为了使您在Abcam官网的浏览体验更顺畅，请使用最新版本的浏览器比如 Google Chrome
Group III metabotropic glutamate receptors have attracted a great deal of interest due to their involvement in neuroinflammation – a component of diseases such as Alzheimer’s disease, Parkinson’s disease and multiple sclerosis. A critical step in neuroinflammation is damage to oligodendrocytes and glial cell activation within the central nervous system (CNS). Crosstalk between inflammatory responses and glutamatergic signaling links neuroinflammation with excitotoxicity.
Previous work demonstrated that the metabotropic glutamate receptor 4 (mGlu4) is capable of modulating the immune response in the peripheral nervous system. A new study looked at the CNS and showed that activation of astrocytic mGlu4 accelerates oligodendrocyte maturation and enhances oligodendrocyte survival following excitotoxic insult1. Treating oligodendrocytes with the mGlu4 agonist L-AP4 protected them from kainate-induced excitotoxicity, but only in the presence of astrocytes. The mGlu4 positive allosteric modulator (PAM) PHCCC mimicked this, while treatment with the mGlu4 antagonist CPPG inhibited this neuroprotective effect.
Transforming growth factor β (TGF-β) secreted from astrocytes, following stimulation of mGlu4, mediated the protective effects against excitotoxic insult. Compounds targeting mGlu4 on glial cells could therefore be effective in managing neuroinflammatory conditions.
Glutamatergic signaling through the metabotropic glutamate receptor 5 (mGlu5) is often associated with depression, yet there is little research around its role in stress – a precursor to depression.
Recently, mGlu5 has been shown to play a critical role in promoting resilience to chronic stress through the induction of the transcription factor ΔFoSB2 found within the nucleus accumbens (NAc). Using knockout mice (mGluR5−/−), researchers employed multiphasic stress-based models of depression as well as modified single-session tests to simulate chronic stress.
Mice lacking mGlu5 showed clear depression-like behaviors that were reduced following lentiviral rescue of mGlu5. mGluR5−/− mice also exhibited defective ΔFoSB induction, while pharmacological activation of mGlu5 with CDPPB upregulated ΔFoSB expression.
Activation of mGlu5 in the NAc and the induction of ΔFoSB are both necessary and sufficient to promote resistance to chronic stress in mice. This is the first evidence that mGlu5 mediates stress resilience. A stress-resilience-promoting receptor like mGlu5 holds obvious potential as a druggable target to prevent, rather than just treat, chronic depression.
Transient cerebral global ischemia, resulting from events such as cardiac arrest and hypovolemic shock, causes selective neurodegeneration in vulnerable regions of the brain. The metabotropic glutamate receptor 2 (mGlu2) is implicated in this neuronal vulnerability to ischemic damage.
Researchers recently highlighted that global ischemia epigenetically down-regulates mGlu2 expression in vulnerable neurons of the CA1 hippocampal region, but not in the CA3 region3. This down-regulation during the development of ischemic damage occasionally preceded neuronal death and could represent a neuroprotective mechanism to constrain neuronal damage. Levels of mGlu2 mRNA were much lower in CA3 regions than in CA1 regions, possibly contributing to that region’s resistance to ischemic damage.
Treatment with an mGlu2 PAM amplified neuronal damage in the CA1 region and caused neuronal death in CA3 region, while treatment with an mGlu2 negative allosteric modulator (NAM) was highly neuroprotective. These results suggest that mGlu2 NAMs may be useful in the treatment of cardiac arrest, hypovolemic shock, severe hypotension or other pathologies that damage vulnerable hippocampal neurons.

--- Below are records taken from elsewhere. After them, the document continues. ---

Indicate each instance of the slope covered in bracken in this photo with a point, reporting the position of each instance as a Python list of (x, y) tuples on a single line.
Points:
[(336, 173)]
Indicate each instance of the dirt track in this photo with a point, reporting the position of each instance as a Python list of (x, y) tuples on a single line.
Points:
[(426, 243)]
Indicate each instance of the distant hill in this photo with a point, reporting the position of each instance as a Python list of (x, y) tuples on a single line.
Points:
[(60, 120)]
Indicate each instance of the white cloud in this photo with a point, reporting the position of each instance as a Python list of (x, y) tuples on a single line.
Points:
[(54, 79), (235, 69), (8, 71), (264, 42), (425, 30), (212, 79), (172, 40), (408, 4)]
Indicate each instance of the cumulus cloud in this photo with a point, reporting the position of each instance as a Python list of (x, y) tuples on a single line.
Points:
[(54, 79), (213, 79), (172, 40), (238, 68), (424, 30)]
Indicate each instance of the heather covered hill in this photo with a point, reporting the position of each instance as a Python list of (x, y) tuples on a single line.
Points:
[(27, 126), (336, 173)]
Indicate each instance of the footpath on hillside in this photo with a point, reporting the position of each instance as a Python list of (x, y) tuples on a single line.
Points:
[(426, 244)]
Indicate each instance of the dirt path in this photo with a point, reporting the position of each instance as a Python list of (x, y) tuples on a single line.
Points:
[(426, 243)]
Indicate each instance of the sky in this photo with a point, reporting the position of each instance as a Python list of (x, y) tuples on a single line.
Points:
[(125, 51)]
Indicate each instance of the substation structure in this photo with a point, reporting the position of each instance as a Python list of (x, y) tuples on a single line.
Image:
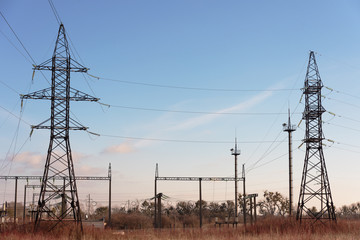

1. Spampinato, S. F., Merlo, S., Chisari, M., Nicoletti, F. & Sortino, M. A. Glial metabotropic glutamate receptor-4 increases maturation and survival of oligodendrocytes. Front. Cell. Neurosci. 8, 462 (2015).
2. Shin, S. et al. mGluR5 in the nucleus accumbens is critical for promoting resilience to chronic stress. Nat. Neurosci. 18, 1017–1024 (2015).
3. Motolese, M. et al. Targeting type-2 metabotropic glutamate receptors to protect vulnerable hippocampal neurons against ischemic damage. Mol. Brain 8, 66 (2015).